6502 sayılı TKHK’nın 73. maddesi uyarınca tüketici işlemleri ile tüketiciye yönelik uygulamalardan doğacak uyuşmazlıklara ilişkin davalarda tüketici mahkemesi görevli kılınmıştır. Bunun yanında Kanun’un 83.maddesinde de taraflardan birinin tüketicinin oluşturduğu işlemler ile ilgili diğer kanunlarda düzenleme olmasının, bu işlemin tüketici işlemi sayılmasını ve bu Kanunun görev ve yetkiye ilişkin hükümlerinin uygulanmasını engellemeyeceği belirtilmiştir.
Somut olayda, davacı gerçek kişi olup, davalı ….——-sigortalı bulunan araç, kullanım amacı hususi olan bir otomobildir.
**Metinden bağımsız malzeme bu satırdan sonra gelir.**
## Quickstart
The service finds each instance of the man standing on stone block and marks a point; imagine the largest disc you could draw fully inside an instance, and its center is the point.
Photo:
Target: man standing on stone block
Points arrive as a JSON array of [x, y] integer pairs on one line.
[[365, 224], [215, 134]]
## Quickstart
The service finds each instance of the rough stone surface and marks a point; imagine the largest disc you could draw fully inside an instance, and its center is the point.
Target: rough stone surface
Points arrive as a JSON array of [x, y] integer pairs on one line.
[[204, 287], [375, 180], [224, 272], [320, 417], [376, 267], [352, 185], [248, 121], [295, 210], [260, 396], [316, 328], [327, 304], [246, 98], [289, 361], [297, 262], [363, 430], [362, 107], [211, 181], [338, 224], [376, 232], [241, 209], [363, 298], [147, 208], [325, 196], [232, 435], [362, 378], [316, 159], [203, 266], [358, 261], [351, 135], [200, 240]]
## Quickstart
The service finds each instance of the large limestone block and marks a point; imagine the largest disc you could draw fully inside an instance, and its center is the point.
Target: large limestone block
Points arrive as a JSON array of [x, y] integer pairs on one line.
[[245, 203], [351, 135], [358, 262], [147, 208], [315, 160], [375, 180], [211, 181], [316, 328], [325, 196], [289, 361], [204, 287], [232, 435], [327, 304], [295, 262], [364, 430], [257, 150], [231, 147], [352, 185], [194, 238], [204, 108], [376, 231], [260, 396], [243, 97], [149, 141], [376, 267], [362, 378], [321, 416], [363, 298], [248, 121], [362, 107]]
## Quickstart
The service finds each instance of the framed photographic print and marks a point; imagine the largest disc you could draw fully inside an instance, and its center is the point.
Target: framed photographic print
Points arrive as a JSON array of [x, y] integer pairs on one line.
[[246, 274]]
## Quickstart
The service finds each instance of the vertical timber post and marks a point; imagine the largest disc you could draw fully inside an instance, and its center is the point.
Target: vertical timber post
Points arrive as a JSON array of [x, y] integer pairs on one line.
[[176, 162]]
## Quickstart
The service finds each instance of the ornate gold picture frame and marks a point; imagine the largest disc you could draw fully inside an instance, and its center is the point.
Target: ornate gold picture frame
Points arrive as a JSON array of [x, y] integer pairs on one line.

Bu durumda, davacı gerçek kişi tüketici konumunda olup, davalı … ile aralarında — bir tüketici işlemi olduğundan—–karar sayılı emsal içtihadı)davaya bakmakla görevli mahkemenin Tüketici mahkemesi olduğu kanaatine varıldığından mahkememizin görevsizliğine ilişkin aşağıdaki şekilde karar verilmiştir.
H Ü K Ü M : Gerekçesi yukarıda açıklandığı üzere:
1-HMK 20 ve 114 ve 115 maddeleri gereğince MAHKEMEMİZİN GÖREVSİZLİĞİ NEDENİYLE AÇILAN DAVANIN REDDİNE,
2-Görevsizlik kararının kesinleşmesinden veya kanun yoluna başvurulmuş ise bu başvurunun reddi tarihinden itibaren iki hafta içerisinde mahkememize başvurulduğu takdirde dosyanın görevli —– TÜKETİCİ MAHKEMESİNE HMK 20. maddesi gereğince GÖNDERİLMESİNE,
3-Kararın kesinleşmesinden itibaren 2 hafta içinde dosyanın görevli mahkemeye gönderilmesi talep edilmemesi halinde HMK 20 maddesi gereğince DAVANIN AÇILMAMIŞ SAYILMASINA,
4-Yargılama harç ve masraflarının gönderilen mahkemede dikkate alınmasına,
Dair, davacı vekilinin yüzüne karşı, davalının yokluğunda gerekçeli kararın tebliğden itibaren 2 hafta içinde İstanbul Bölge Adliye Mahkemesinde istinaf yolu açık olmak üzere açıkça okunup usulen anlatıldı.